Sunday, October 22, 2006

infant mortality

Dear Family, Friends and Colleagues,

Please join me in bearing witness.

Last night I went to the wake for a little baby girl who died
yesterday. She was three days old.

A wake in Nicaragua usually takes place in the family's house the
first night after the death occurs, and lasts all night. The baby's
mother lives about fifteen minutes' walk from where I stayed in the
campo last night and is a cousin of my hostess. My hosts and I waited
until after dark, and walked over with flashlights.

When we arrived, the small concrete house was already full of people.
We ducked into the doorway and were in a dark room, lit by
candlelight. People were lining benches which filled the room,
talking in low voices. At the front of the room was a small table.
On the table, something very small was covered with a sheet of white
lace. Red flowers were scattered around the edges of the lace, and
two candles were burning nearby.

My hostess, who had been uncharacteristically quiet on the walk over,
found me a place to sit and then ducked through a curtain into the
back of the house. Last week, she had told me that her own first
child had died as a newborn, too.

I asked some guarded questions of my hostess's children. The problem,
they told me, was that the baby came early by about four weeks. When
the mother started to feel pains, she set out walking for the nearest
health clinic, which is a stiff hike of about five kilometers from her
house. They told me she fell or fainted twice on the road. When she
got to the clinic, the doctor was not there, so she was taken back to
her house, and the baby was born there. It was her first child.
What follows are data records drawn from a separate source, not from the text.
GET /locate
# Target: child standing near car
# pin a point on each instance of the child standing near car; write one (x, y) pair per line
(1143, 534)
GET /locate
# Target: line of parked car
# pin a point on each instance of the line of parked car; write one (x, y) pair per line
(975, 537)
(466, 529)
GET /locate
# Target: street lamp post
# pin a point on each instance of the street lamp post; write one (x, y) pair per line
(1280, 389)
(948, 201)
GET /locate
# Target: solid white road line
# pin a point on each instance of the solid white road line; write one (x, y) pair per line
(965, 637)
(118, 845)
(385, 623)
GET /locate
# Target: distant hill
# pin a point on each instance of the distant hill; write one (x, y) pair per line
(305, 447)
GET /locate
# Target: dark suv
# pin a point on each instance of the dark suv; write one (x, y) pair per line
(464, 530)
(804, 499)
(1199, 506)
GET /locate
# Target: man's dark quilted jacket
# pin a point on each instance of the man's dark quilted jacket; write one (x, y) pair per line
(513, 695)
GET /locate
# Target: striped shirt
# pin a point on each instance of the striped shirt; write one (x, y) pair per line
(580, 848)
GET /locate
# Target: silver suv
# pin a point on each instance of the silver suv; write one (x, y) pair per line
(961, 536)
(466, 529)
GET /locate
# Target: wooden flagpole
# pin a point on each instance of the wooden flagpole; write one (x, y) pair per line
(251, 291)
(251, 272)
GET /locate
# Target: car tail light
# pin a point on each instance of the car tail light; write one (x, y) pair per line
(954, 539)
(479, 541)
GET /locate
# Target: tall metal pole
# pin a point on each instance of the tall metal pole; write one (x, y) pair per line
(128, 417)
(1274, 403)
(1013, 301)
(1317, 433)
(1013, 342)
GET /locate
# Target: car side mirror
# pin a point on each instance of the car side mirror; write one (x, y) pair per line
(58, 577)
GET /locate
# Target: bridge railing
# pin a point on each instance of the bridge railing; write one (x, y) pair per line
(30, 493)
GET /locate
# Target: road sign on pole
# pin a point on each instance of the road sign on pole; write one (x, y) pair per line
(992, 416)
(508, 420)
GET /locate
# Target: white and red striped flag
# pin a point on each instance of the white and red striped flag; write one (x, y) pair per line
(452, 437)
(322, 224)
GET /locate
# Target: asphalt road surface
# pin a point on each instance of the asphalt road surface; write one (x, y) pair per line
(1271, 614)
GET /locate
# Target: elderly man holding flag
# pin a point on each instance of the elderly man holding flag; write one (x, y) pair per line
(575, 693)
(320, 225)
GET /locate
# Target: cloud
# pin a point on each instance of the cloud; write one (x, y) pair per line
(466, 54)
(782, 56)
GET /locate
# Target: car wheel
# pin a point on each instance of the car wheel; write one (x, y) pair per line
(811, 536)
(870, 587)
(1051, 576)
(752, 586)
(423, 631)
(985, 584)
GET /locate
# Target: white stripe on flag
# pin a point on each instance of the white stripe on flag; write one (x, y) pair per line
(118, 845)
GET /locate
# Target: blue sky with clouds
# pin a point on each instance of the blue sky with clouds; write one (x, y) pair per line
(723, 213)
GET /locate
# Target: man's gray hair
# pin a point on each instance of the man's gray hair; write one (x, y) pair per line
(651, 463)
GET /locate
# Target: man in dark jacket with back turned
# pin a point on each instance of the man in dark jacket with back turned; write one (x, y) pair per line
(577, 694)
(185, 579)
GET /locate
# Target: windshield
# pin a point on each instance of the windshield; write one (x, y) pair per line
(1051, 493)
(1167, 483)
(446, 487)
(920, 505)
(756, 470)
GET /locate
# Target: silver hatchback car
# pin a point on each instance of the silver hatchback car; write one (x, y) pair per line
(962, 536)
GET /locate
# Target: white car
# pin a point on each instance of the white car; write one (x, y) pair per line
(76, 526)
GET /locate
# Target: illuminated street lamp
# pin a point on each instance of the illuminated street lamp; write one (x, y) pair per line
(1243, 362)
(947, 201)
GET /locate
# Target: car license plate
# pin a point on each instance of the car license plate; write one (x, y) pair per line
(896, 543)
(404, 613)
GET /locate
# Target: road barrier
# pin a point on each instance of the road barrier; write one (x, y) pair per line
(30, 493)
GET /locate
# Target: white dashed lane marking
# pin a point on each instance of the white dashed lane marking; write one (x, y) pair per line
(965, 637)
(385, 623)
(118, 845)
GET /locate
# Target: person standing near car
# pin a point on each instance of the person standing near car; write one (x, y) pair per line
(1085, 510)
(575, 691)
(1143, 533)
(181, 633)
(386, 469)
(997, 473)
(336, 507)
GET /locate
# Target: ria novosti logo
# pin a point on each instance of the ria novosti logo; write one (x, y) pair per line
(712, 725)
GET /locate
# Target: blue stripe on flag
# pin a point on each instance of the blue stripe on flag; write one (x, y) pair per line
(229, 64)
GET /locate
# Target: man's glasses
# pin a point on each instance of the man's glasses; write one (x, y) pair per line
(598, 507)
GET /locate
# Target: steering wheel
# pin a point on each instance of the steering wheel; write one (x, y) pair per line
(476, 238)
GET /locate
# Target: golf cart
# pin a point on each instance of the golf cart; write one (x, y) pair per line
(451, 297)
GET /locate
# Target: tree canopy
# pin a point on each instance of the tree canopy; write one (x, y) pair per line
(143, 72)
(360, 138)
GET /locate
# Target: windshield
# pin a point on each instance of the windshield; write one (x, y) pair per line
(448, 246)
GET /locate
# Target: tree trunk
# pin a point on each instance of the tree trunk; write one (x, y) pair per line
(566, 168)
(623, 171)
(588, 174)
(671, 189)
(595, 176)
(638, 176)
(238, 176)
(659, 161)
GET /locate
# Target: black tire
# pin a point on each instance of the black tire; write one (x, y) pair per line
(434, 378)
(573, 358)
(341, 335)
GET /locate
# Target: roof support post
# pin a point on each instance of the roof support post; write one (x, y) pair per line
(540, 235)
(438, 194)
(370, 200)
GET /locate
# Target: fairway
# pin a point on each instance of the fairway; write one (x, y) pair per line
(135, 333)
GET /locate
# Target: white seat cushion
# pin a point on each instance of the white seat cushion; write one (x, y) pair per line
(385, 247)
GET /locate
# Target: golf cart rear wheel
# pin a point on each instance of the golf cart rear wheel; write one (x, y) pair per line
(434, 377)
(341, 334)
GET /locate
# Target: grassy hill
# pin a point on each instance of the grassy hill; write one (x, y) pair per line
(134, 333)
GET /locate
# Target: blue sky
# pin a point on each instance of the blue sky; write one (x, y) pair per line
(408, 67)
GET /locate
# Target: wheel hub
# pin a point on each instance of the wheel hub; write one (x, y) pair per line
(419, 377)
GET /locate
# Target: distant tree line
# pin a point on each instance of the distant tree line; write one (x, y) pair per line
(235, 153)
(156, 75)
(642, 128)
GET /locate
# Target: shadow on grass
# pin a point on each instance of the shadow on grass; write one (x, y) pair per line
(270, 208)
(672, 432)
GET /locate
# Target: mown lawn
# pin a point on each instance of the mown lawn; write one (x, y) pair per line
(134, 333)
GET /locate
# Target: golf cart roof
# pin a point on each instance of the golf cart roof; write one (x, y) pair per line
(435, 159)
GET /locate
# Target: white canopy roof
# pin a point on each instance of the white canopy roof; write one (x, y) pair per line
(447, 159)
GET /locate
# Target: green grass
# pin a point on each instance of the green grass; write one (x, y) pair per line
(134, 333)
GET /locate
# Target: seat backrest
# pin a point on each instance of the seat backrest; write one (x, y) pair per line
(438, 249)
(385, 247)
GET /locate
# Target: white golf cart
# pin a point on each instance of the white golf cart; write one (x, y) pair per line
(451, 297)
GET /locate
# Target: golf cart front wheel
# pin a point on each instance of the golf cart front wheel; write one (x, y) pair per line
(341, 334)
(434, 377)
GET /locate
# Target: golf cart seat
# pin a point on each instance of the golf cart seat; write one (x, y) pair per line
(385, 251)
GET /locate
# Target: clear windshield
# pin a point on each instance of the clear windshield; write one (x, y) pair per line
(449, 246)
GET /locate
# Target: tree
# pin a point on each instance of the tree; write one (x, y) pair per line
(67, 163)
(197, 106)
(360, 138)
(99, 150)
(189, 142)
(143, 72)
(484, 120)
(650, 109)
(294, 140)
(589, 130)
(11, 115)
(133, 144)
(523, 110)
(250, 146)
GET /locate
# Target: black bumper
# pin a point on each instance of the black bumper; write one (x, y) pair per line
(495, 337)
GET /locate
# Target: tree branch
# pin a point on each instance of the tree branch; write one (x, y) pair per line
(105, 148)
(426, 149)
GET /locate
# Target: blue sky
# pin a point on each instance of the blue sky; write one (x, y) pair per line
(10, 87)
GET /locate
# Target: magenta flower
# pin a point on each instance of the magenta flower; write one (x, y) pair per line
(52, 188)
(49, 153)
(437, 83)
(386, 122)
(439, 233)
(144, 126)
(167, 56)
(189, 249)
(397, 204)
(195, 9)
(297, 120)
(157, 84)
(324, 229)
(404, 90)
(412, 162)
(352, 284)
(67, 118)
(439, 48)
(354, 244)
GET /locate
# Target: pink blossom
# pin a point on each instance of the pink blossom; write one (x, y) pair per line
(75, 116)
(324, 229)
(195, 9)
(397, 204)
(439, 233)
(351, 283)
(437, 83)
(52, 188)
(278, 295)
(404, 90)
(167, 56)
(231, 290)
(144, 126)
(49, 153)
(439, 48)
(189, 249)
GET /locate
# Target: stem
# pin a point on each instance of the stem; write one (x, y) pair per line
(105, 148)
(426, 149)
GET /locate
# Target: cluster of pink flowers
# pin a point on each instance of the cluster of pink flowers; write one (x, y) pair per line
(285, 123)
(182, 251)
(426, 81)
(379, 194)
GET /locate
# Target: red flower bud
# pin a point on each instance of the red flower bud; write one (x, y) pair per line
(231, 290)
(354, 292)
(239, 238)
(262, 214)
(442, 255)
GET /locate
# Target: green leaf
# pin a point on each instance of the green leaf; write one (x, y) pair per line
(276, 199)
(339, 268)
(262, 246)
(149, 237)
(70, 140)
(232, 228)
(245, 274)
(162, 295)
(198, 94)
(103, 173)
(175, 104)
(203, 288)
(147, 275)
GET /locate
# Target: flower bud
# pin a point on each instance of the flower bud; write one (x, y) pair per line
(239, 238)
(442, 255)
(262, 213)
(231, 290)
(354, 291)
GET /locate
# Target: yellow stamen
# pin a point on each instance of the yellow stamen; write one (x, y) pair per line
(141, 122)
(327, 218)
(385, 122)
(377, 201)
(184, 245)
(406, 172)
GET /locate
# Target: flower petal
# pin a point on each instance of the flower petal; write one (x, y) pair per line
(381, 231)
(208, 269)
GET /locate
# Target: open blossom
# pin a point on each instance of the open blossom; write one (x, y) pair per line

After sitting quietly in the main room for a while, I was beckoned
through the curtain at the back. It turned out that this led, not to
the back of the house as I had supposed, but out a door. I was led
through a small yard and into the kitchen of another, much smaller
house—instead of concrete, this house was constructed with pieces of
wood, with a piece of corrugated zinc for a roof and a dirt floor. It
turned out that the wake was being held in the house of a relative,
since there was no space here in the mother's house. I was given a
mug of coffee and a sweet roll which I ate on a wood bench in the
kitchen, listening to other visitors making desultory conversation.

The infant mortality rate for Nicaragua was 31 in 2004, according to
the United Nation . This means that for every thousand babies born
alive, 31 die before the age of one year. For comparison, the rate in
the U.S. was 7 in 2004, and in Sweden it was 3. In Nicaragua,
breakdowns shown that the rate in the campo is about twice that in the
city.

Once we returned to the concrete house, I watched my hostess gently
lift the white lace sheet. Several other women approached the table,
and we all looked down at a tiny face with round baby cheeks. Her
eyes were gently closed, as if she were sleeping. But she wasn't.
One woman stroked the tiny cheek with one finger. Then my hostess
replaced the lace. Her face was expressionless as she carefully
rearranged the red flowers.

We stayed another hour or so, sitting in the bench-lined room in the
candlelight, and then walked home. My hostess told me that the mother
had not received any prenatal care. Since it was her first baby, she
hadn't known anything was wrong when the child's hands started turning
purple. When her grandmother saw the child's hands, she set out to
find a remedy. But when she got back, the baby was already dead. And
the mother hadn't yet noticed—she was cradling the tiny form in her
arms.

I asked what the baby had died of. But nobody knew. And nobody is
ever likely to know. The baby was born without a birth certificate,
and will be buried in the campo without a death certificate.